As America simultaneously celebrates and mourns Donald Trump’s presidential victory, chefs and restaurant owners are also split on how to feel. The CEO of Carl’s Jr., Andy Puzder, says a Trump presidency will be great for the industry; meanwhile others, such as Momofuku mastermind David Chang and Shake Shack founder and no-tipping pioneer Danny Meyer, are reeling.
Following Tuesday’s surprise election results, restaurateur extraordinaire Meyer penned a lengthy letter to employees of Union Square Hospitality Group — which is made up of more than a dozen restaurants including Union Square Cafe and Gramercy Tavern — attempting to make sense of things, and to figure out where to go from here.
Here’s the full text of the letter:
Dear USHG Colleagues,
It is a gray, damp morning in New York City and by the empty, downward looks on the faces of some of the same pedestrians I see almost every morning on the way to work, it seems that many did not sleep a whole lot last night. Other than the usual sirens and periodic honking car horns – my morning walk was far quieter and more self-reflective than usual. Like others, I am working hard to sort out my own feelings so that I can be there for my family and for you. I’m not going to sugar coat it: this is tough.
Before any of us can make sense of what will transpire in America following this election, let’s acknowledge what we do know:
1) Democracy works. This campaign was hard fought, and Americans came out in droves to make their votes count. We will have a new, democratically elected president who prevailed in the Electoral College, and the results will be accepted, even if not appreciated by the slight majority of voters who voted elsewise. Do not underestimate how important and how unusual that is among the world’s nations.
2) For those who feel completely shocked and disappointed by the election results (didn’t all the polls tell us it would be otherwise?), note that the outcome itself mirrors the very theme of the entire election: that as a country we have done an inadequate job of listening to or hearing one another, and when enough people don’t feel heard, massive change is inevitable. When will we learn that it is far more important for people to feel heard – even than to be agreed with? As a country and as a society which too often prizes shouting over respectful listening, we have clearly done a poor job at that.
3) Donald Trump will be our next president. I acknowledge that I found it hard to type those words, but there, I did it, and it was actually therapeutic. Acceptance of reality is never a bad first step to healing.
4) My dogs woke up today wagging their tails, wanting to be fed, and needing their morning walk. They slept perfectly well last night, and I believe they are fully prepared to accept the election results so long as they continue to be loved and cared for by the human beings they love: their family. I learned something from them this morning.
5) Other than feeling really tired and somewhat off kilter, I did my usual morning routine. I remembered to shave, managed to put on both socks and shoes, and got myself to work. I’ve already given five hugs today, and received five in return. They won’t be the last.
6) We are an incredibly resilient country and company, and there is no way that the results of this election are going to erode our ability to pick ourselves up and to persevere. When faced with any type of adversity, we have always found ways to end up in a better place, and this time will be no different. I feel confident that we will all see the sun shining – even before the end of this week.

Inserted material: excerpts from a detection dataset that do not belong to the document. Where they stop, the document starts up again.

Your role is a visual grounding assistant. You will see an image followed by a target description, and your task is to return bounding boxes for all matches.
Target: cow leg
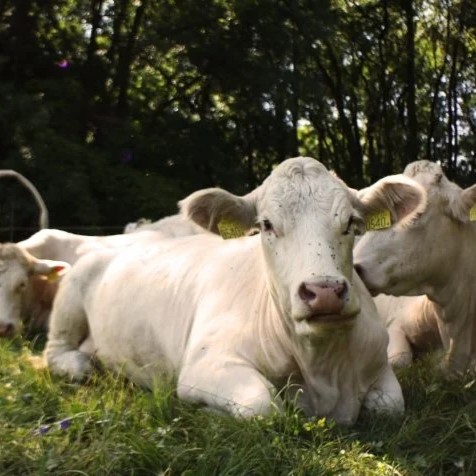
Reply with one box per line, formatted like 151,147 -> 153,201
387,325 -> 413,368
177,361 -> 282,418
45,283 -> 92,380
363,365 -> 405,414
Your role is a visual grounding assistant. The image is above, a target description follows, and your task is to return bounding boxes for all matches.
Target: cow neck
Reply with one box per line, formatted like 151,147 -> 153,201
251,251 -> 298,379
427,224 -> 476,367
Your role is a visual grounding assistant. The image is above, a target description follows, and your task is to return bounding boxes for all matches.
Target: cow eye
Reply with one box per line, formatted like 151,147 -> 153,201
261,219 -> 273,231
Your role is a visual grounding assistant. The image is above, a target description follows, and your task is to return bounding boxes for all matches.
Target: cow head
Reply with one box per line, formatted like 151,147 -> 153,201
354,160 -> 476,297
0,244 -> 70,337
180,157 -> 424,335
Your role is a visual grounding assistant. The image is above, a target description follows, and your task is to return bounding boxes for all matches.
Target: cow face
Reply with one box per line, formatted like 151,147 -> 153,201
0,244 -> 69,337
354,161 -> 476,296
181,157 -> 424,335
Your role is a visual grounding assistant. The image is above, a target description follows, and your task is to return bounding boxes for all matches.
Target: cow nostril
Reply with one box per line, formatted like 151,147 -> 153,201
298,283 -> 316,302
335,281 -> 347,299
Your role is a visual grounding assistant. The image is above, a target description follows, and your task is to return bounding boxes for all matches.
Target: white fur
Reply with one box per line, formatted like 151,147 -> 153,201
354,161 -> 476,374
45,158 -> 403,424
0,215 -> 201,337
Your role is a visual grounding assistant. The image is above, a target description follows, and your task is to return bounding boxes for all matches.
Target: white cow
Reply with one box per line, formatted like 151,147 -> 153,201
0,244 -> 70,337
354,161 -> 476,374
374,294 -> 442,367
0,223 -> 199,337
45,157 -> 419,424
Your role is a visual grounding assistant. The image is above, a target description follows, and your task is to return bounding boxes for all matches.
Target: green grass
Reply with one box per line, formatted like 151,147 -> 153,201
0,339 -> 476,476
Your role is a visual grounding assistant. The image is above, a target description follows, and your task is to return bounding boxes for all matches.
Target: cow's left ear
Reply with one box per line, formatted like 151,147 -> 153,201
449,184 -> 476,223
30,259 -> 71,282
179,188 -> 256,234
355,174 -> 427,230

As I wrote to you the night before the election – even before knowing these results – we have both a responsibility and a powerful opportunity to lead with our strongest suit: hospitality. The root of the word hospitality is hope, and hope is optimistic. I need each one of you to remember this : that every single person who chooses to dine at one of our restaurants – or anywhere we serve food, is primarily paying us to deliver the four gifts we are capable of doing better and more consistently well than anyone else:
1. Eye Contact – let people know you see them!

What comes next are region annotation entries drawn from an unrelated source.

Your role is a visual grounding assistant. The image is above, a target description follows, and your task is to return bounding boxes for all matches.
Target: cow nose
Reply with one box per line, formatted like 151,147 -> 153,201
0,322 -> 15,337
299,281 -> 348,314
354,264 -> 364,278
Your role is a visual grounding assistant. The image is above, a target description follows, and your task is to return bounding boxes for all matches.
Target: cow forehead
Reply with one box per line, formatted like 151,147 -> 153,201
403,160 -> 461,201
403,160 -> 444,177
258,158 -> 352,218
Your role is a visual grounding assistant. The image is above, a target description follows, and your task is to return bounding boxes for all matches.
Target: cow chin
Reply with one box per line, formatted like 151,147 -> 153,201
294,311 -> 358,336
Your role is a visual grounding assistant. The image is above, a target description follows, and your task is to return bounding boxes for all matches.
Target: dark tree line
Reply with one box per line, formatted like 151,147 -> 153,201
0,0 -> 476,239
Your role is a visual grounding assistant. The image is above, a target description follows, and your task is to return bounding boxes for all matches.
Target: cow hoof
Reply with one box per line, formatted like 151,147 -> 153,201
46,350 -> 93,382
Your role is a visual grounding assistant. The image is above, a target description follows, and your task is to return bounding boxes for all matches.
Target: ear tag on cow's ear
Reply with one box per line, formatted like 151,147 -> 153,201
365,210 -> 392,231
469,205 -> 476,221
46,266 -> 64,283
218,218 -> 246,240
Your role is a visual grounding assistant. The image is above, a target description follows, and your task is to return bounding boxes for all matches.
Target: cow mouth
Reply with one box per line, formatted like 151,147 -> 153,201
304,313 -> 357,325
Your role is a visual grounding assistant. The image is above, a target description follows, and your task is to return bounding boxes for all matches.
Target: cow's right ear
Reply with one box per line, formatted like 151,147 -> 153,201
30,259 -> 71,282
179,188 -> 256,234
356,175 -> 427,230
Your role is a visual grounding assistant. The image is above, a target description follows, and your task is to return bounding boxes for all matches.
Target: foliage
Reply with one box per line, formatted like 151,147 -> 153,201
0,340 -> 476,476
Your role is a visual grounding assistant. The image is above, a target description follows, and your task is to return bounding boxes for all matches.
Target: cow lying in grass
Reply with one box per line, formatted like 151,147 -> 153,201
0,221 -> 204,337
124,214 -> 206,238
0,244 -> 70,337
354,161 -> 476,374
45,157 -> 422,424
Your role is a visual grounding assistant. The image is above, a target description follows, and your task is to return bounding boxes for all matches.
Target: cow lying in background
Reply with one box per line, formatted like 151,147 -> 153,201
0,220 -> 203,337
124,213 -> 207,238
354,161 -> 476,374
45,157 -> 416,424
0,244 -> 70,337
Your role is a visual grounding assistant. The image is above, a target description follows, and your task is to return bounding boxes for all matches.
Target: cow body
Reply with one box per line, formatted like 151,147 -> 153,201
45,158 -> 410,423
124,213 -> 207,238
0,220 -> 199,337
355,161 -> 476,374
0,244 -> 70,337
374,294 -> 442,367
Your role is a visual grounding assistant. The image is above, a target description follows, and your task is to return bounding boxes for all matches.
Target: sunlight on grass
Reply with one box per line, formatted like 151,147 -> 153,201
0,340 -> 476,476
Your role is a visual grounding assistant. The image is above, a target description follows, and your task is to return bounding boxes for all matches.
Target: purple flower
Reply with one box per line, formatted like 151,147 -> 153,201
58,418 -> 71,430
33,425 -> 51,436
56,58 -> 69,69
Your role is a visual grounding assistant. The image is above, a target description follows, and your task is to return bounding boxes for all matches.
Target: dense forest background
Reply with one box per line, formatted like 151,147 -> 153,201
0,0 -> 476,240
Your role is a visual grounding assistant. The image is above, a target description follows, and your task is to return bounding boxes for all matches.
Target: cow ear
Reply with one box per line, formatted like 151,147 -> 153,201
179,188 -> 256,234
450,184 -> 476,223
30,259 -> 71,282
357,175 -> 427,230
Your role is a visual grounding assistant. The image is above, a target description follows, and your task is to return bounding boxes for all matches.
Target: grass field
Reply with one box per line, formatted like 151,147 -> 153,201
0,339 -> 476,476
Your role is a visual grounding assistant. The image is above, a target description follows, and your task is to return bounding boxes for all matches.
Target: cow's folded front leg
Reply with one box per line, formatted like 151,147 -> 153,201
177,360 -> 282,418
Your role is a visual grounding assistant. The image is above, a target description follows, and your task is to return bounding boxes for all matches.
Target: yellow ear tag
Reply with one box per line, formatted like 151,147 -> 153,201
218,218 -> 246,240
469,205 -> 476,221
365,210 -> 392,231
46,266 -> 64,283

2. Smile – let people know you are happy to see them!
3. Hug – let people know that in making them feel good, you feel good!
4. Good food – give them the pleasure they came for!

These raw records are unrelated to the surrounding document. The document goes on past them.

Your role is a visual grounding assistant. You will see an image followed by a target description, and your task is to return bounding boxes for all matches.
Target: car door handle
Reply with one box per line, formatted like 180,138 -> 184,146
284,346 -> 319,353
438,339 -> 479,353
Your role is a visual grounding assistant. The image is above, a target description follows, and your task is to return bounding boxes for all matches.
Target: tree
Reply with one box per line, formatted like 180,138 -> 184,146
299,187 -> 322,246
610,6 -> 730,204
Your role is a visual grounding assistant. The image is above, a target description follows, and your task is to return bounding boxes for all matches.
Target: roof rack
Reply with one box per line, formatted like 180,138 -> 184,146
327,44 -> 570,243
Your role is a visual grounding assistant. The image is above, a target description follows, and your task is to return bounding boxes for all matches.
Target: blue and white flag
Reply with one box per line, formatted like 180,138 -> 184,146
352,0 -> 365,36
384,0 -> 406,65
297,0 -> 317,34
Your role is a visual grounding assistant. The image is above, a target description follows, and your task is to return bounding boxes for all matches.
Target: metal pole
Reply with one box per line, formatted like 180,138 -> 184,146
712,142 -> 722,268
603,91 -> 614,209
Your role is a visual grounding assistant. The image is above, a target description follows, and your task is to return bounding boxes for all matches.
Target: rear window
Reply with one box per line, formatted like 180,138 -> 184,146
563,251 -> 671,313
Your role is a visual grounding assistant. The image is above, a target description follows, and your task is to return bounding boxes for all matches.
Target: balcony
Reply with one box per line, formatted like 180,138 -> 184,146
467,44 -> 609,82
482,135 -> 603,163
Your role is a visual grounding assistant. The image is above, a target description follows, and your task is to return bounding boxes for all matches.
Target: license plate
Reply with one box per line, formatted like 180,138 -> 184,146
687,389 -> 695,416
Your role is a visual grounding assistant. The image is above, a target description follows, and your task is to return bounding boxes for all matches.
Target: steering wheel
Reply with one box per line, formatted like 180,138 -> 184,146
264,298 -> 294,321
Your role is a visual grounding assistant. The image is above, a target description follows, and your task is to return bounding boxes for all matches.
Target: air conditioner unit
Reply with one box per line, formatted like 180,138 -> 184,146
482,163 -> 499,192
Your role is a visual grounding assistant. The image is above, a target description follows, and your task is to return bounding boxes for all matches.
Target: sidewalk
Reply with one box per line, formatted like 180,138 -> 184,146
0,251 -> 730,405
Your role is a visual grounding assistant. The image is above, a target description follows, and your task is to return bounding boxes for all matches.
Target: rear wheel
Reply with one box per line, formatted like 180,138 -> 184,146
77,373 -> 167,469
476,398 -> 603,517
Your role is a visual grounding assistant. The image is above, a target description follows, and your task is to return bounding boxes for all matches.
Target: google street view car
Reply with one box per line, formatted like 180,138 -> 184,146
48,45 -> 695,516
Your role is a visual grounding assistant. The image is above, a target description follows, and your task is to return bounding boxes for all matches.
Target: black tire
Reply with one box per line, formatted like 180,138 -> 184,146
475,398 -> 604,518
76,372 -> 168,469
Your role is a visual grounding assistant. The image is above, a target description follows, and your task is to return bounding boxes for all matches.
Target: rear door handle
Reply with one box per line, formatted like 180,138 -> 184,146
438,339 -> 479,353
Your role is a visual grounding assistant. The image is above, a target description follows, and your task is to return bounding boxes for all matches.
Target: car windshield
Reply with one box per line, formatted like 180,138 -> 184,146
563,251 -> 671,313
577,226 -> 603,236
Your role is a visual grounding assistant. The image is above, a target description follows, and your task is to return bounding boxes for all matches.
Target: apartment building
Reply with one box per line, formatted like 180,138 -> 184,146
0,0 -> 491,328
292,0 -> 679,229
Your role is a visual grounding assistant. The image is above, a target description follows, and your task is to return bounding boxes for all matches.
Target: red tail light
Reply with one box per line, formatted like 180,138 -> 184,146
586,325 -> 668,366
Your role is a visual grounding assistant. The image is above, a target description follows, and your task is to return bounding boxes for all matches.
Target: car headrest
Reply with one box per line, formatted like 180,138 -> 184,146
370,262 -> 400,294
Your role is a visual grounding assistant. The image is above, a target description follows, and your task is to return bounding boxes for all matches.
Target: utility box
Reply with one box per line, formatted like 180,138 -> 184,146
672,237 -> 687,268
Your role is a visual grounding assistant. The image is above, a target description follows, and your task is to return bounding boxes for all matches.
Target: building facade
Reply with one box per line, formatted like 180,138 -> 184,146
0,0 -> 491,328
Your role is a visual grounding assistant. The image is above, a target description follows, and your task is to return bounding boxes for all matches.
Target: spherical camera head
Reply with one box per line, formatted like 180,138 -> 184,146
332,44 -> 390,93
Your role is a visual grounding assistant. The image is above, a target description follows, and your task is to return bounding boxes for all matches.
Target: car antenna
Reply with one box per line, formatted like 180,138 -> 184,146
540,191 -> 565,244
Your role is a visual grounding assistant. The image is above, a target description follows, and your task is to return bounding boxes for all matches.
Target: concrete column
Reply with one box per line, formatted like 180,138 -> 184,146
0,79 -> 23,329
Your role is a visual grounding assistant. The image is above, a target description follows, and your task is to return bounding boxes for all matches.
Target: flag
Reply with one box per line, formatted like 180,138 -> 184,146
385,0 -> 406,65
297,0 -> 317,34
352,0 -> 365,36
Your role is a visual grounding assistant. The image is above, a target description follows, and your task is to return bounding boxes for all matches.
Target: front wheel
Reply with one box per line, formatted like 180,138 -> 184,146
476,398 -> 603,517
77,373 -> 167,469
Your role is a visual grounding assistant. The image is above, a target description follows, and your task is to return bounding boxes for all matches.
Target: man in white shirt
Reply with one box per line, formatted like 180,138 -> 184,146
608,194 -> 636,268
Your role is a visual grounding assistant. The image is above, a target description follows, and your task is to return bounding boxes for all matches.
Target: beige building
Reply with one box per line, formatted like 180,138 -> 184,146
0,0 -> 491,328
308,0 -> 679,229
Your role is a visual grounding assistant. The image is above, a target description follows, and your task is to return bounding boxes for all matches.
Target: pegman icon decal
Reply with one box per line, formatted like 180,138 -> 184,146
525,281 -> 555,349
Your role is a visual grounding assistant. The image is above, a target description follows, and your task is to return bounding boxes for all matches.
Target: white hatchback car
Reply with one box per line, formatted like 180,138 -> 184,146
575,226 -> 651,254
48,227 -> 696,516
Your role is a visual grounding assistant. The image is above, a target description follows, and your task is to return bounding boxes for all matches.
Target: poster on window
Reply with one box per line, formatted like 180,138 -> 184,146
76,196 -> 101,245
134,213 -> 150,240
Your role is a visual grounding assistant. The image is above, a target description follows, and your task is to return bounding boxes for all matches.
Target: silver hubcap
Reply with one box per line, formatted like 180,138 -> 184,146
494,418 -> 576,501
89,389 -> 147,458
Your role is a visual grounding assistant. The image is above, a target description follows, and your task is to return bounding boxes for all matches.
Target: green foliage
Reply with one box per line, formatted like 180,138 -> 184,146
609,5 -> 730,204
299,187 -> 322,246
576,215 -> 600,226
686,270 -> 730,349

Give those gifts with abandon, and we will show one another, and our guests why we are champions. It always works.
Enlightened Hospitality works and over the course of our company’s history, whenever we have been tested by challenges, whenever our world has been rocked, and times are uncertain – we have turned to what we know and do best: first taking care of ourselves, so that we can do a remarkable job at taking care of others. I’m holding myself accountable to that, and need you to do the same. And that begins with listening.
I am aware that many in our community may have woken up this morning feeling just as elated by the election results as others are feeling deflated. I honor that, and want to learn from every single point of view. What a privilege we have to be a company that provides tables at which people can break bread, communicate their feelings, be heard, and advance what is best about being human!
Writing this has given me the opportunity to express myself to you, and if you’ve read this far, you’ve given me the gift of being heard. I hope you will examine your own feelings, and feel safe expressing yourself to your colleagues, and give them the gift of doing the same.
It is eminently clear to me that people who feel, express, listen, hear, and love is who we are, and what we must do for one another, and for our guests.
I promise to do that to my utmost for you.